The cells they used were genetically engineered using a lentiviral vector (a lentivirus is a retrovirus, similar to HIV) to express two proteins that would trigger increased proliferation of the T-cells that were used when they reacted with the target antigen on CLL Cells. The really clever thing about expression vectors is that it is eminently possible to couple the expression of a gene with an external signal, such as the presence of the antibiotic doxycycline (See http://www.nature.com/gt/journal/v10/n6 ... 1889a.html) for instance.

What that means is that you can put these cells in and trigger proliferation when required by using the antibiotic. While this is not a feature of the current vector, should a more precise degree of control be required, such a thing can be pressed into service.

[2] Regarding Xamonas' statement, which was thus...

It was the sheer volume of cells that caused the trouble then - that makes sense. no need to water-down the treatment if you catch it early - but if the cancer has progressed, i can see this becoming an issue.

One feature of CLL (for which the therapy has been developed, and that therapy is rendered particularly effective by the nature of the disease) is that it is a generally stable disease.

Extra food for thought;

Some people on RatSkep, for instance, have been asking if this approach can be applied to other tumour types, too, the answer is that it is unlikely, because the approach is based on targeting an antigen specifically found in CLL cells and not necessarily other tumour types. To quote from the relevant commentary in the NEJM (where the study appeared)

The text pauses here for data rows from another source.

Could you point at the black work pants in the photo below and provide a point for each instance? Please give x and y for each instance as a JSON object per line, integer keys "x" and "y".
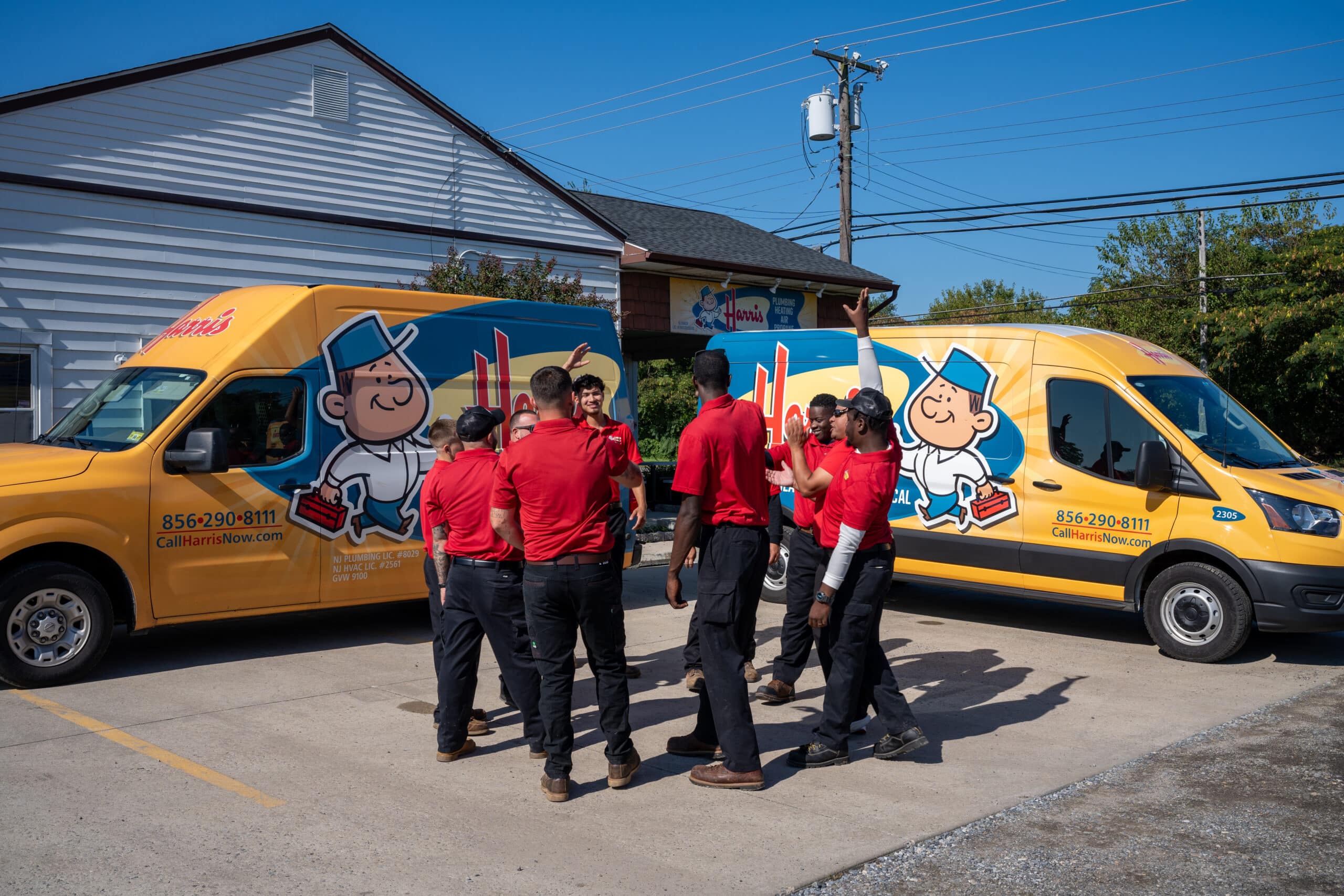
{"x": 733, "y": 563}
{"x": 486, "y": 602}
{"x": 805, "y": 558}
{"x": 850, "y": 645}
{"x": 561, "y": 601}
{"x": 436, "y": 620}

In addition to the tumor lysis syndrome, the patient had B-cell depletion and hypogammaglobulinemia. These conditions may not be major problems in patients with CLL, but in other tumor types, the persistence of activated T cells, memory T cells, or both could pose substantial problems. Both toxic effects to the target organ and also “on-target but off-organ” toxic effects have been observed because of unappreciated cross-reactive target antigens.8 Toxicity may become more of a problem as more potent second- and third-generation chimeric antigen receptors are used in patients with different tumor types.

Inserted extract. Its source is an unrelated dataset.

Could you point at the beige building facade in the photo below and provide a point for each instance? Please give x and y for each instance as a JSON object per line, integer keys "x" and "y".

Reference here - http://www.nejm.org/doi/full/10.1056/NEJMe1106965


If you want to read a case report - here it is

http://www.nejm.org/doi/full/10.1056/NE ... articleTop

We designed a lentiviral vector expressing a chimeric antigen receptor with specificity for the B-cell antigen CD19, coupled with CD137 (a costimulatory receptor in T cells [4-1BB]) and CD3-zeta (a signal-transduction component of the T-cell antigen receptor) signaling domains. A low dose (approximately 1.5×105 cells per kilogram of body weight) of autologous chimeric antigen receptor–modified T cells reinfused into a patient with refractory chronic lymphocytic leukemia (CLL) expanded to a level that was more than 1000 times as high as the initial engraftment level in vivo, with delayed development of the tumor lysis syndrome and with complete remission. Apart from the tumor lysis syndrome, the only other grade 3/4 toxic effect related to chimeric antigen receptor T cells was lymphopenia. Engineered cells persisted at high levels for 6 months in the blood and bone marrow and continued to express the chimeric antigen receptor. A specific immune response was detected in the bone marrow, accompanied by loss of normal B cells and leukemia cells that express CD19. Remission was ongoing 10 months after treatment. Hypogammaglobulinemia was an expected chronic toxic effect.

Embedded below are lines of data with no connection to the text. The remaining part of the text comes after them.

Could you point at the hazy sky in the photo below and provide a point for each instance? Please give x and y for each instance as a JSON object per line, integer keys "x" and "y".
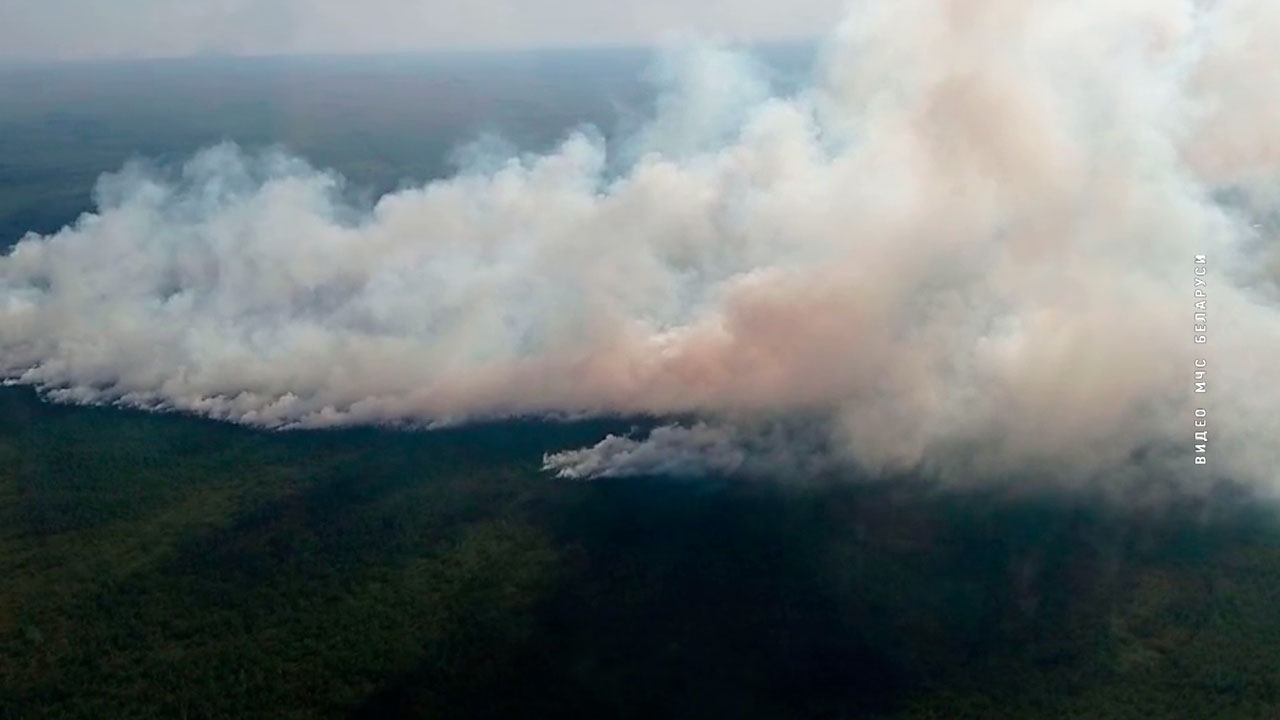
{"x": 106, "y": 28}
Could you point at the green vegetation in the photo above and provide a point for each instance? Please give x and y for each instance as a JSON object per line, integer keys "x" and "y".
{"x": 167, "y": 566}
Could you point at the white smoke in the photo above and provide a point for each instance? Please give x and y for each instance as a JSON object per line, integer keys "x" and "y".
{"x": 970, "y": 242}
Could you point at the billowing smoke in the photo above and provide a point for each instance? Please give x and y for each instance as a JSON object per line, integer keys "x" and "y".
{"x": 969, "y": 244}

The last line highlights one of the potential adverse reactions to use of the strategy; that is because these modified cells not only kill CLL Cells but normal B-cells too, which produce antibodies.

[mistermack]

You can end up with a difficult choice.
The treatment runs a risk of harm, but the patient is dying in front of you.
So with terminal cancer, it's valid to take risks that would be unthinkable in others.
(or should I say, to OFFER the patient a risky choice).